Buayxiam Obliz, the head of the Moyu County Education Training Centre, said that the school is here to change the religious extremist characteristic of a student so they will be able to secure employment later on in life.

The BBC reporter then said, “We will call that brainwashing”, however Ms Obliz responded, “We’re not completely changing their thoughts. We only remove the extremist elements.”

Evidence of destruction of mosques found

On 7 May, the Chinese Foreign Ministry severely refuted reports on the destruction of large-scare mosques. The Chinese Foreign Ministry spokesperson Yan Shuang said that Xinjiang is an open area, and hopes that the relevant media will not spread gossip or hearsay.

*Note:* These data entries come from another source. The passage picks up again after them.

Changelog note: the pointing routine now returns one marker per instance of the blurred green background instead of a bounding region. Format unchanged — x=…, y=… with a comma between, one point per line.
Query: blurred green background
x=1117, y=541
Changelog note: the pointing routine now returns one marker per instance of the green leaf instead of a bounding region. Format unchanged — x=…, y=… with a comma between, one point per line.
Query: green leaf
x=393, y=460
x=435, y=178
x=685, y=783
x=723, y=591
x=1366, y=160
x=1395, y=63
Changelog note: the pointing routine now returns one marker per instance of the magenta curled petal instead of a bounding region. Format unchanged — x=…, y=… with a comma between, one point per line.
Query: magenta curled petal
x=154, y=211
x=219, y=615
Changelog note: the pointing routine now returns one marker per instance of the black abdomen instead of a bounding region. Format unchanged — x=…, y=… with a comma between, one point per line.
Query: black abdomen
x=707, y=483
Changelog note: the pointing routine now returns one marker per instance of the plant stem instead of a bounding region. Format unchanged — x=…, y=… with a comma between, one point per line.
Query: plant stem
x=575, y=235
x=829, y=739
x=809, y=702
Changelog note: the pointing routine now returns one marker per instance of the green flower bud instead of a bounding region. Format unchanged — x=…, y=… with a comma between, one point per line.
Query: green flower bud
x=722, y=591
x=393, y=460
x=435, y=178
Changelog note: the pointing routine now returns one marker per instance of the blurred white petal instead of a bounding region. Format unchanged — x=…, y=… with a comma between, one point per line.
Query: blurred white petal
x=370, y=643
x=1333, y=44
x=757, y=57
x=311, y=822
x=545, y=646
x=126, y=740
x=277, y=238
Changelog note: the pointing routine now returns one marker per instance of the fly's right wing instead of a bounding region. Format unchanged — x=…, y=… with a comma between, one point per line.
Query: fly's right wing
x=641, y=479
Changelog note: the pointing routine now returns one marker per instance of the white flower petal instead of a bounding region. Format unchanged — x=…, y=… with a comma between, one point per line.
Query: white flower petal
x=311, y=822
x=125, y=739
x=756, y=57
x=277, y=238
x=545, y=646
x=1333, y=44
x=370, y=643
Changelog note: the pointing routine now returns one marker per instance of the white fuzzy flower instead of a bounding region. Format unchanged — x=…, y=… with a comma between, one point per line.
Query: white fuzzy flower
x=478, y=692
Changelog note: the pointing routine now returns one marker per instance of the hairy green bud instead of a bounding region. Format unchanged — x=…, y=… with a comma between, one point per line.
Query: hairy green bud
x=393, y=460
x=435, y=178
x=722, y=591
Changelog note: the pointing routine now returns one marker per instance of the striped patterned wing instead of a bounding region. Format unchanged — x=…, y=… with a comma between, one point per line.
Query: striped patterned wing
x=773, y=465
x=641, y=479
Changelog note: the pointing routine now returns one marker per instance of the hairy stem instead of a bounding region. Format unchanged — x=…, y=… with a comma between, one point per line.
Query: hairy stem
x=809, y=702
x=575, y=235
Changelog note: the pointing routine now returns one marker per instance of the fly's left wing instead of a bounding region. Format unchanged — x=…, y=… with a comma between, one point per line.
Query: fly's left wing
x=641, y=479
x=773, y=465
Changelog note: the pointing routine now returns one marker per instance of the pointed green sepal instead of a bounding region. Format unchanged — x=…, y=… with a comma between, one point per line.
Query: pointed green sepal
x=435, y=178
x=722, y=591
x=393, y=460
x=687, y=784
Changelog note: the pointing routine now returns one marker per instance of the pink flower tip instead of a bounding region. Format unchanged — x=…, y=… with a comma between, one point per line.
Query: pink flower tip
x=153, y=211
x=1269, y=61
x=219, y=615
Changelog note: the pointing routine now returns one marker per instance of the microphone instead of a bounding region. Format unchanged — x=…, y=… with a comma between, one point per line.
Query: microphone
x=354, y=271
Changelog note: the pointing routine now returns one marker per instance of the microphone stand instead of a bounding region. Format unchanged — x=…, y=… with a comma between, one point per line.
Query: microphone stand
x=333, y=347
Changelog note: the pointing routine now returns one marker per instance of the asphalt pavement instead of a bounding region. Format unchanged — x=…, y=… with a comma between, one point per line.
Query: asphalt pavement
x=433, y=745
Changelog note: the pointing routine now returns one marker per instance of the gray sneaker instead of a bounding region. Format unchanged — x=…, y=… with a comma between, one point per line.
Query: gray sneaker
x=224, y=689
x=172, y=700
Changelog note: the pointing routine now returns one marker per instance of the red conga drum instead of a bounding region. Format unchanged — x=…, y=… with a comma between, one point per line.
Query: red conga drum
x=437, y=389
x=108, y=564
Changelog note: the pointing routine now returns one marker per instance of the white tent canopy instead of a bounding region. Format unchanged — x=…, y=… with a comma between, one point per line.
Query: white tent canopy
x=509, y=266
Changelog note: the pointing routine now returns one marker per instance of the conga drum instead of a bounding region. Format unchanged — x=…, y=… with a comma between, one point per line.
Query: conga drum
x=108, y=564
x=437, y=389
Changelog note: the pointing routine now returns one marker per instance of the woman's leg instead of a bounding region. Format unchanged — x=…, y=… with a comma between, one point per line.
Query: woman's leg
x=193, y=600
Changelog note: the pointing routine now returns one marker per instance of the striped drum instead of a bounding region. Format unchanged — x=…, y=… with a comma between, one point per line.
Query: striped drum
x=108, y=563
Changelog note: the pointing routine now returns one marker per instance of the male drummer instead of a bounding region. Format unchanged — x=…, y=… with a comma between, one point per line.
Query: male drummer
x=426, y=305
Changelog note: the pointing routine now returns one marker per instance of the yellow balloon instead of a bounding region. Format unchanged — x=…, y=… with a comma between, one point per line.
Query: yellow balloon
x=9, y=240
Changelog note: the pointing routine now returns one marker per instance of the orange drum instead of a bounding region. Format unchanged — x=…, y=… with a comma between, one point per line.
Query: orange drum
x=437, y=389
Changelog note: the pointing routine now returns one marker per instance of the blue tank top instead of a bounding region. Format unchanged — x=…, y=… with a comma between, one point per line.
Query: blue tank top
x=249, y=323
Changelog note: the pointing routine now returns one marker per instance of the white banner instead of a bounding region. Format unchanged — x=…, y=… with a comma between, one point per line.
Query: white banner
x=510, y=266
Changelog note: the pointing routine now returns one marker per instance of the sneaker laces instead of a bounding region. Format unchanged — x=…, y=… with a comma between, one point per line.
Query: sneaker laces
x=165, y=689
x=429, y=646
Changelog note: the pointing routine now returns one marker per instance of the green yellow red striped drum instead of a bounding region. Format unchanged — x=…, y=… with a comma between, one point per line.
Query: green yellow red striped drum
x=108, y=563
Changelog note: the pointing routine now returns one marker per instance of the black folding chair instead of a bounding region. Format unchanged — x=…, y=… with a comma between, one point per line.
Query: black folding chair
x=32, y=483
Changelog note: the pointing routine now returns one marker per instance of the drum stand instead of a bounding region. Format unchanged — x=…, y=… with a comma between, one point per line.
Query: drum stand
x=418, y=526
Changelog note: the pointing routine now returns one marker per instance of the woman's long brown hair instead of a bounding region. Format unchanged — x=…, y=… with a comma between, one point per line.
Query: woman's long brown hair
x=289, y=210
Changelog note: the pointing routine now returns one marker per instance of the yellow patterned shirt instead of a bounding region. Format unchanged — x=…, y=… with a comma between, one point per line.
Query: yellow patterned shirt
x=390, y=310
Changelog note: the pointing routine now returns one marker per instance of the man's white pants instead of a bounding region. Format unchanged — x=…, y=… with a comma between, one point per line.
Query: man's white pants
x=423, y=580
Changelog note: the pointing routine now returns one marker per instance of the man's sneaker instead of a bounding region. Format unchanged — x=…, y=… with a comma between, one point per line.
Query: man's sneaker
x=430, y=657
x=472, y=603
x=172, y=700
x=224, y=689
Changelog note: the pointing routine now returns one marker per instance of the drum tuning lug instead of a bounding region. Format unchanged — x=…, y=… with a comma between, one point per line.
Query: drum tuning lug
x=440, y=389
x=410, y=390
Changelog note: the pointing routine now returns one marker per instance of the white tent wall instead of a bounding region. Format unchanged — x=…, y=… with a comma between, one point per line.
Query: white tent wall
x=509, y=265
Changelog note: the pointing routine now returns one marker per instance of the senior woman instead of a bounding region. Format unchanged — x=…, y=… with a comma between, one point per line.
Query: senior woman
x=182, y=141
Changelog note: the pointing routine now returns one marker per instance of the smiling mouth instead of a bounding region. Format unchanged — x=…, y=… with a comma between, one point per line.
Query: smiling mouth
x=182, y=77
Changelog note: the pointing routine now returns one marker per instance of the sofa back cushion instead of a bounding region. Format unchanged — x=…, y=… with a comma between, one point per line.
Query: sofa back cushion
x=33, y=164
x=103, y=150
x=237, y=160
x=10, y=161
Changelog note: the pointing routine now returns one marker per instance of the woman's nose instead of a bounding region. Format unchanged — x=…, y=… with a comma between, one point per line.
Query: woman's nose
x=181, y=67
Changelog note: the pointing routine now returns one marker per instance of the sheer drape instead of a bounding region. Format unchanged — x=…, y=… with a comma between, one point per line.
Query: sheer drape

However, when Mr Sudworth looked closely at the gate of one of the mosques, Etikar Mosque, he witnessed a shocking discovery. This is because the satellite image taken of the mosque in the end of 2017 showed that the gate was still there, but in reality it’s no longer there now. Besides that, a traditional Uighur community nearby was also destroyed.

 

The BBC reporter also noted that the two main reasons why the communities are being destroyed is because of political stability and economic development.

“There is no doubt that the original community here is poor, but destroying them, oppressing the beliefs of the people who have lived here, forcing thousands of people to receive re-education, people worry that the entire history and culture are being erased”.

Although BBC took a bold move to showcase the darker side of Xinjiang and its “re-education” camps, but other invited foreign media outlets, including Lianhe Zaobao, took a less harsher route despite trying to “uncover the mystery of the Xinjiang Education and Training Centre”.